New Austin Cary learning center unveiled
Published: Saturday, April 5, 2014 at 7:29 p.m.
Last Modified: Saturday, April 5, 2014 at 7:29 p.m.
Fire destroyed the old one. Now, after three years, a new learning center stands in the Austin Cary Forest located between Gainesville and Waldo.
The new and improved Austin Cary Learning Center had its dedication and ribbon-cutting ceremony on Saturday, improving upon and replacing the Austin Cary Conference Center that burned down in 2011.
“The new learning center was truly a community and university effort,” said Tim White, director of the University of Florida’s School of Forest Resources and Conservation.
A crowd gathered late Saturday morning in the Austin Cary Forest to see the unveiling of the building, which will be used for educating students in UF’s School of Forest Resources and Conservation as well as the general public. It is also available to rent by the public for events such as weddings or faculty retreats or team-building exercises.
“The goal is to provide a great place to have a meeting or social event, and at the same time, learn about why forests are important in our world,” White said.
The center includes a gallery, a classroom, a library, a conference center and a deck overlooking Lake Mize, one of the deepest lakes in the state.

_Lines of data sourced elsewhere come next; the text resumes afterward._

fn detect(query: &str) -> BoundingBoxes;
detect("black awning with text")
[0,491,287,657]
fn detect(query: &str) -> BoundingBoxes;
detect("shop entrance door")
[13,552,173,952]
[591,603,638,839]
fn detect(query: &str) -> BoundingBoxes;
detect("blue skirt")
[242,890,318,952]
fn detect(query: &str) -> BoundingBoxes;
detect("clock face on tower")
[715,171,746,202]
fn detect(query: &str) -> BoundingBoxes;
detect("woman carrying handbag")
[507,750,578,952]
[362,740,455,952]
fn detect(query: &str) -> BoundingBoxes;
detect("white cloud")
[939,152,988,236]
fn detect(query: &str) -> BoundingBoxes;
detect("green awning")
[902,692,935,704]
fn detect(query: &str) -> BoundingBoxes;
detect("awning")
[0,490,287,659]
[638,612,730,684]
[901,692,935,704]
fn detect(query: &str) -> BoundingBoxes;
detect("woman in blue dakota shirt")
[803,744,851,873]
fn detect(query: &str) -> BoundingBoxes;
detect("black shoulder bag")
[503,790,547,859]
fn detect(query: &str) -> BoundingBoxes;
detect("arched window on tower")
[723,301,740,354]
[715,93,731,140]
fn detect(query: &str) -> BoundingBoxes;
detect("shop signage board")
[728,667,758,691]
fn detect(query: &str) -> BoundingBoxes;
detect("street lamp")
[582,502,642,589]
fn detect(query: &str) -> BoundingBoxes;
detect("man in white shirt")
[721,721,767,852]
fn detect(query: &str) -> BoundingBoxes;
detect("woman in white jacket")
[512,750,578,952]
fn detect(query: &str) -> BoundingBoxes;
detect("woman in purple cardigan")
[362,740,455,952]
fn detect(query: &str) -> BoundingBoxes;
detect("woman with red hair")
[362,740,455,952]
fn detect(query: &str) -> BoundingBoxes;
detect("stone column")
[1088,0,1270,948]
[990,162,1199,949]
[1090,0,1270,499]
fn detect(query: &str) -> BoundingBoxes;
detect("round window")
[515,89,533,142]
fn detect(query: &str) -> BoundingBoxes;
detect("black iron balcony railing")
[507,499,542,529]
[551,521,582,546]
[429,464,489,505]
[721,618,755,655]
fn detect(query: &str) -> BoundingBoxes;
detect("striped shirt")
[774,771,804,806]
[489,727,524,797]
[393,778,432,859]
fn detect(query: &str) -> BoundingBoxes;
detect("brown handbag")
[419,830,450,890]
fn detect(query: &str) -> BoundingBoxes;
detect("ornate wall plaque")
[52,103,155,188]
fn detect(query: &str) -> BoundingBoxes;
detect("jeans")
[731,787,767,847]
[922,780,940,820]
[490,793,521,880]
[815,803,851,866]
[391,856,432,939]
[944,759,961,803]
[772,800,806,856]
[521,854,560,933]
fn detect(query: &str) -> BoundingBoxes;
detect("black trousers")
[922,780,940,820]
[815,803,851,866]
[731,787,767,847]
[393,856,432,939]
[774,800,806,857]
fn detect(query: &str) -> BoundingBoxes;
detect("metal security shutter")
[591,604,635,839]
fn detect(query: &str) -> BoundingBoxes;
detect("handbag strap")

It even boasts a full-sized catering kitchen.
“Whether it is a group of professionals or local elementary school students, we hope to provide them with an enjoyable experience on Lake Mize, while teaching them about the many important roles that forests play in their lives,” said Jack Payne, senior vice president for Agriculture and Natural Resources at UF. “Thousands will benefit from activities on-site at the new learning center, and many programs taught here will be offered via distance education to audiences statewide and beyond.”
Before the ribbon was cut, everyone gathered under a tent outside the building. White took the podium to thank the people who helped bring the project together.
“For us, it really is a celebration,” he said. Everybody in the forestry and conservation community got together with a common sense of purpose to create the learning center, he added.
The biggest challenge to finishing the facility was raising the $2 million it would take to complete it, White said.
“There was no budget,” he said. The community, alumni and stakeholders all came together to make it happen, he said. They donated not just money, but material, time and expertise.
Around half the money came from public funds, while the other half was provided by private donors. All the donors were listed in the program at the event, but the top six got special recognition. The six major donors provided 25 percent of the total money for the project. White referred to them as founders of the Austin Cary Learning Center, and each one has a granite plaque somewhere in the building.
Vam York, one of the founders, donated in honor of her late husband, E.T. York. E.T. was active in supporting the forestry department, Vam said.
“I’m real excited about this building,” she said.. It will get boy scouts, girl scouts, students and the general public out in the forest to learn about nature, she added.
The other founders are the Florida Farm Bureau Federation, Harold and Juanita Mikell, Plum Creek timber company, private land-owning company Rayonier and Wayne Smith and Mitzi Austin.
After his first speech, White introduced the crowd to
“This celebration today is about all of us,” said Jack Vogel, president of Natural Resource Planning Services. Not just people in the forestry community, but people in the wider field of conservation and natural resources, he said.
Two forestry students, Michelle Franklin and Rebecca Creech, also offered praise for the efforts to make the center a reality.
“The graduates of 2014 are jealous of every student to come,” Creech said.
The two recounted memories they had with professors of the School of Forest Resources and Conservation in Austin Cary Forest.
The learning Center opens Monday, and any individual or organization can make a reservation.
“We already have folks signed up to use it,” White said.